Check these solutions from our community:

Given an array of integers, write a function that returns the sum of all the odd numbers in the array.

About this solution: This is a great solution! It is very efficient because it only iterates through the array once and only adds the odd numbers to the sum.

This problem deals with finding a subset of distinct integers that sum to a given number. An example input and output are given.

About this solution: The candidate's solution is complete and solves the problem. The candidate uses a dynamic programming approach, which is a good approach for this problem.

Given a binary tree, this function determines whether the tree is balanced. A balanced binary tree is one in which the left and right subtrees of each node have heights that differ by no more than 1. This example input results in an output of True.

About this solution: The candidate's solution correctly determines whether the given tree is balanced. The approach is to recursively check the left and right subtrees of each node to see if their heights differ by no more than 1. This is a correct approach.

Given a set of distinct integers, this program prints out the power set of the set. The power set of a set is the set of all its subsets.

About this solution: The candidate's solution is a good start, but it is not complete. The solution does not actually print the power set, it only returns it. To print the power set, the candidate would need to add a line to print the array at the end of the function. Additionally, the candidate's solution only works for sets with distinct integers. To make the solution work for sets with non-distinct integers, the candidate would need to add additional logic to check for duplicates.

This problem asks you to find the maximum path sum in a binary tree. A path is defined as any sequence of nodes from some starting node to any node in the tree along the parent- child connections. The path must contain at least one node and does not need to go through the root.

About this solution: The candidate's solution correctly solves the problem. The approach is to recursively find the maximum path sum for each node in the tree. The path sum for each node is the node's value plus the maximum of the path sums for the node's left and right child nodes. The maximum path sum for the tree is the maximum of the path sums for all nodes in the tree.

The problem asks us to print the power set of a given set of distinct integers. A power set is the set of all subsets of a given set, including the empty set and the original set itself. For example, the power set of {1,2,3} would be {{},{1},{2},{3},{1,2},{1,3 },{2,3},{1,2,3}}.

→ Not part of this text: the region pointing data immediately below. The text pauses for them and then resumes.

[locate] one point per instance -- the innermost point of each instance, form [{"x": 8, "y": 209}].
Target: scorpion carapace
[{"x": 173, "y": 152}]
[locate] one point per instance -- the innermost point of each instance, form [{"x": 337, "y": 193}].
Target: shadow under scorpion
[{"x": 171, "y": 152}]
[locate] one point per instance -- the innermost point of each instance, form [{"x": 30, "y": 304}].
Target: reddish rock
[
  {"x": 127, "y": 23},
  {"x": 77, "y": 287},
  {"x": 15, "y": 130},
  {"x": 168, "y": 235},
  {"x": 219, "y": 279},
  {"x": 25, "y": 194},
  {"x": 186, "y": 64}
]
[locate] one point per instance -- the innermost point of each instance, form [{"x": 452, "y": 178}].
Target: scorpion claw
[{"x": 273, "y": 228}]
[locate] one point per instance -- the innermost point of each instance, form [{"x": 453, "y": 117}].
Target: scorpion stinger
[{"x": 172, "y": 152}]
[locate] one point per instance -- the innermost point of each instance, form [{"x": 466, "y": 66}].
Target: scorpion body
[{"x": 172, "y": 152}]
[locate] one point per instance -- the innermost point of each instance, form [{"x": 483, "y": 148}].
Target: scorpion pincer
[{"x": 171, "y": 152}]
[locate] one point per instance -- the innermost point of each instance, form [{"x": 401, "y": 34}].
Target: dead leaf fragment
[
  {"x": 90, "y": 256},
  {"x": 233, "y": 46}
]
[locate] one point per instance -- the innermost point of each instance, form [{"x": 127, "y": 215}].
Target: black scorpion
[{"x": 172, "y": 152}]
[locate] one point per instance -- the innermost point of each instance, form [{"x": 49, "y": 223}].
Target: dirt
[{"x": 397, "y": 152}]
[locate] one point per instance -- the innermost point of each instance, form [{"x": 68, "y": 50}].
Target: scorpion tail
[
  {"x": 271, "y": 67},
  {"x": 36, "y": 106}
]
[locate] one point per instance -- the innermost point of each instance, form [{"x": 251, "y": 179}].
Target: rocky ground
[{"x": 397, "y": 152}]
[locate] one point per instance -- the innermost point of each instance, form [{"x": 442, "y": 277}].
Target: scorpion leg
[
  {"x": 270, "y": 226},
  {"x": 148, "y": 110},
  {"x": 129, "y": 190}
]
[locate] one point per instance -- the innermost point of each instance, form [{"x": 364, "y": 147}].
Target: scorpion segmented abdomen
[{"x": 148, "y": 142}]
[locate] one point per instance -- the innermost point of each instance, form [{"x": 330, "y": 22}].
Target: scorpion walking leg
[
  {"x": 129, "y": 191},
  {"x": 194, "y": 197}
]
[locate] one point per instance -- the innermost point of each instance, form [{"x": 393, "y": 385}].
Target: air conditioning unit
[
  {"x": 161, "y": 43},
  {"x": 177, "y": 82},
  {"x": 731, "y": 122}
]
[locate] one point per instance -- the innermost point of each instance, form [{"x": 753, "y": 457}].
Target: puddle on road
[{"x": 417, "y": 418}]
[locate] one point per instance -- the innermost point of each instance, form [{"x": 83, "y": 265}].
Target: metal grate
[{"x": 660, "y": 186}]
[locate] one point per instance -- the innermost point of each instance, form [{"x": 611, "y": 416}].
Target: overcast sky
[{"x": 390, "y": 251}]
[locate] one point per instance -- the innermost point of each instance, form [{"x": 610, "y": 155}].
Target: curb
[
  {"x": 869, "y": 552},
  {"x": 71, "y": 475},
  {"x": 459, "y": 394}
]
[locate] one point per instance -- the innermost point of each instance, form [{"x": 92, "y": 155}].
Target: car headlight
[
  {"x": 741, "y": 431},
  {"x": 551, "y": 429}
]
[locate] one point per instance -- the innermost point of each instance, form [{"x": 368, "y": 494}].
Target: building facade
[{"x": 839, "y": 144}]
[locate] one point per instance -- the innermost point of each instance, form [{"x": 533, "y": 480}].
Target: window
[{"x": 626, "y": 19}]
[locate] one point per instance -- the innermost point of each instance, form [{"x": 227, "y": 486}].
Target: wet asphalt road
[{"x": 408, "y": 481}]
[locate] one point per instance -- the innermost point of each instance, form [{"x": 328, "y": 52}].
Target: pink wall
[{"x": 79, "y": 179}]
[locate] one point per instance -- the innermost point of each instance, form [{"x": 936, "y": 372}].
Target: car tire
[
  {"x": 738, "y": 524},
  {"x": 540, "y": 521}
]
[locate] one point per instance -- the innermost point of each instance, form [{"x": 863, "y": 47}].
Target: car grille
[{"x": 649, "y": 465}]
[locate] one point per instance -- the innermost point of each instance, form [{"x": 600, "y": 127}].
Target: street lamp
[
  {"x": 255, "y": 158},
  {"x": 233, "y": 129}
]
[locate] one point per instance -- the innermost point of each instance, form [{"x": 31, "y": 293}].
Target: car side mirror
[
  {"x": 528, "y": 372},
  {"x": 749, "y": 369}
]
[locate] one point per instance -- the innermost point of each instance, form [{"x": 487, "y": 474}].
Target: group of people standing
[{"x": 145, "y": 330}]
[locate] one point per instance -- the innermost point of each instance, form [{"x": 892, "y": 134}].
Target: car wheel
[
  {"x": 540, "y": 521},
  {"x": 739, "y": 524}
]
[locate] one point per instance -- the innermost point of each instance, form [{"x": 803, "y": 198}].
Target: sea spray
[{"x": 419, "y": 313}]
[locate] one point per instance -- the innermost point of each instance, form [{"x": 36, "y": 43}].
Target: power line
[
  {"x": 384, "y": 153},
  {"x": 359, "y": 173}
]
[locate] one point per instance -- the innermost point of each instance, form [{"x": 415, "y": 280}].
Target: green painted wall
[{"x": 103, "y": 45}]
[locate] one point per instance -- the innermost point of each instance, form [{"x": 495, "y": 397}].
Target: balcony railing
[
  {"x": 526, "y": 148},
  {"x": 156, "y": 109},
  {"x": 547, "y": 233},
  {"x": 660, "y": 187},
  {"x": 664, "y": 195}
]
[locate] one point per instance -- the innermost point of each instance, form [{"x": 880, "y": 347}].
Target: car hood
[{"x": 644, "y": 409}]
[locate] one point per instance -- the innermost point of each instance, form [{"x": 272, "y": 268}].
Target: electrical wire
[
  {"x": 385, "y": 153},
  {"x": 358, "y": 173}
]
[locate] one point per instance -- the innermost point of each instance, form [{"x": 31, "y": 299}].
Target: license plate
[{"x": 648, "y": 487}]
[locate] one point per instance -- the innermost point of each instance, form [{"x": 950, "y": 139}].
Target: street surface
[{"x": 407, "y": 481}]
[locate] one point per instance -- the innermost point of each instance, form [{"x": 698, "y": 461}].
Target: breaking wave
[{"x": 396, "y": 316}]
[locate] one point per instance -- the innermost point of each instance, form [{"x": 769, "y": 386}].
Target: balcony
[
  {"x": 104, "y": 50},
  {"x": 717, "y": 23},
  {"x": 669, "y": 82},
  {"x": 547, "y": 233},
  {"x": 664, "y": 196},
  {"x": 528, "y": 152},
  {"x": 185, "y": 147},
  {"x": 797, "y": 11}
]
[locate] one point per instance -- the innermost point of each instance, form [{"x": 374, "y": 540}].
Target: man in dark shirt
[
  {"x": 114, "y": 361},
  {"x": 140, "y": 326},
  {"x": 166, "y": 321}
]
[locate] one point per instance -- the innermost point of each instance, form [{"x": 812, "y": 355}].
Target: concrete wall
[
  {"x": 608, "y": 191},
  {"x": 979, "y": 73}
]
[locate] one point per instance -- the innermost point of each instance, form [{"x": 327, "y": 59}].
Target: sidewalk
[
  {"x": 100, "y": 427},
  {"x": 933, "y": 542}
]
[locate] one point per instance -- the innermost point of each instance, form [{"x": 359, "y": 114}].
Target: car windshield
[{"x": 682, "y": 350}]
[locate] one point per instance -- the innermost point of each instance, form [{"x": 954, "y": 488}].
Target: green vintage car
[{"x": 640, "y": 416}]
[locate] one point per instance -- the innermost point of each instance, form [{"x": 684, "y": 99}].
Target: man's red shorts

About this solution: This is a good solution that demonstrates a level of completeness and solves the problem. The approach is recursive and uses a set and a list to keep track of the elements in the power set.

This problem asks you to find the sum of all the elements in an array, using recursion. That is, you need to define a function that takes in an array of integers, and returns the sum of all the integers in the array. For example, given the input [1, 2, 3, 4], your function should return 10.

About this solution: This solution is complete and solves the problem. The approach is straightforward and easy to follow.

Given a binary tree and a value, return the sum of all values in the tree that are greater than or equal to the given value.

About this solution: The candidate's solution is complete and solves the problem. The approach is to recursively traverse the tree, keeping track of the sum of values that are greater than or equal to the given value. This is a good approach and is implemented correctly.